Creare sul margine : « Il mare a Pietralata » di Claudio Orlandi

 

Viviamo ai margini
il margine vive di noi

 Il margine è un territorio lontano dal centro, in bilico, dove le difficoltà possono far sprofondare oppure, come quelle piante che crescono sulle scarpate, insegnano a resistere e contribuiscono a rinforzare il terreno con le radici.[1]

Claudio Orlandi si muove su questo territorio dove è nato nel 1973 e dove vive : Pietralata, una zona di Roma cresciuta irregolarmente nel corso dei decenni sul limitare della campagna romana di nord-est, una borgata raccontata da Pasolini nell’epica sottoproletaria di « Ragazzi di vita » e di « Una vita violenta ».

« Vivo a Pietralata da quando sono nato e ho visto l’evoluzione del quartiere, della sua gente, dei modi di vivere. In estrema sintesi posso dire di amarlo ».

Come un moderno Marcovaldo, Claudio Orlandi gira in bici, gli occhi grands ouverts sui cieli di Pietralata « che scoppiano di salute », dove volano pappagalli (epifanie del cambiamento climatico ?) e brillano le luci delle strade, e « danzando con le parole, soffio di voce e occhi sinceri » ricrea la realtà.

Si scopre così che a Pietralata c’è il mare !

« Il mare a Pietralata », una raccolta poetica uscita nel giugno 2021 per Tic edizioni, che raccoglie testi scritti da Claudio Orlandi dal 1990 al 2020 : poesie inedite e testi delle canzoni di Pane.


credits Valentina Boccia

Pane è un gruppo musicale acustico nato nei primi anni ’90 composto oggi da Vito Andrea Arcomano (chitarra acustica), Claudio Madaudo (flauto traverso-bansuri) e Claudio Orlandi (voce-testi) : una miscela di folk, jazz melodico, rock con accenti progressivi, teatro canzone e poesia in un connubio naturale e originario : una musica « esplor-attiva » per « stimolare forme di consapevolezza di se stessi e del Mondo che ci ospita ».

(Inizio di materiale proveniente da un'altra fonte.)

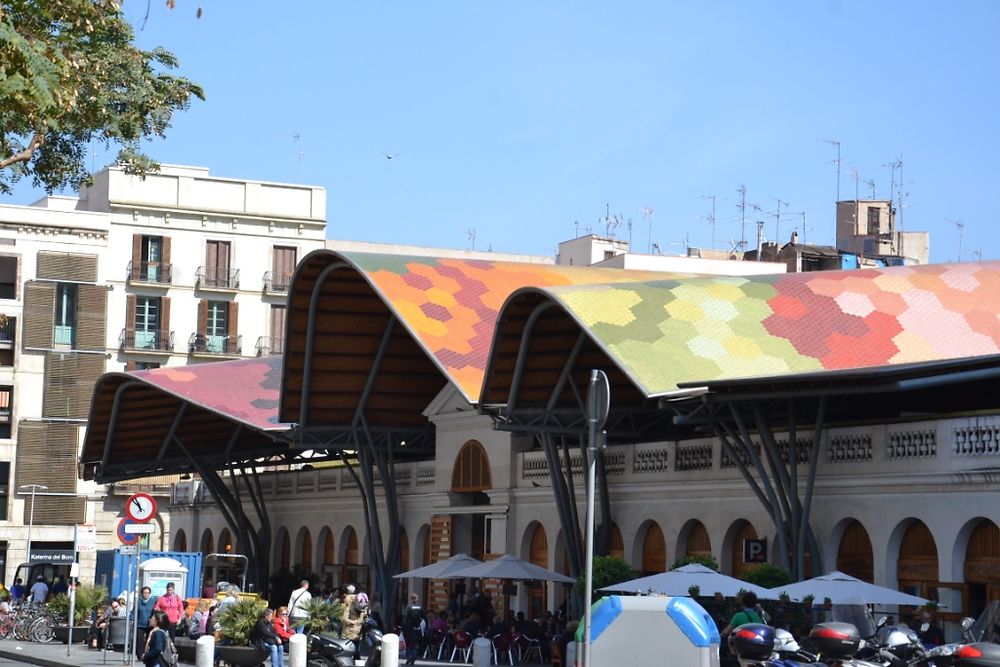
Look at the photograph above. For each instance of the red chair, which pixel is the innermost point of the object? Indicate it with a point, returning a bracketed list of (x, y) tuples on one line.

La mia scrittura è un sasso

Terra di terra, peso su peso
Far fluire l’acqua
Ma è liquame torbido e fitto
Caviglia su caviglia
Polso su polso

 Anziani si muovono poggiandosi su stampelle rudimentali
Così le mie parole avanzano lentamente, aratri legnosi.
Lascerò le forme belle ai nuotatori sublimi dalle spalle larghe
I muscoli allungati.

A me la chiatta dei navigli, le cisterne dei carghi africani.
Il mio tempo è il tempo di ora
Le mie sillabe le forme del giornalaio
Pesanti misure senza grazia
Il tronco di un bosco abruzzese.

La poesia che apre il libro « Il mare a Pietralata » suona come una dichiarazione di poetica : la parola avanza lentamente, ostinata, pesante, senza chiedere nulla, ma con l’urgenza del presente, rivendicando la sua rusticità e, come le « Bateau ivre » de Rimbaud, la « chiatta » di Claudio Orlandi lo conduce a esplorare le sue terre interiori.

Ne scaturisce, secondo le parole di Alessandro Hellmann « una scrittura affilata, psicotica e visionaria … capace di implacabile crudezza e inattese tenerezze, di desolazioni riarse e improvvise fioritire »[2].

Com’è cupa l’aria
Com’è cupa.
Ed io mi arrangio
mi accartoccio, mi adeguo
divento animale sociale, muoio.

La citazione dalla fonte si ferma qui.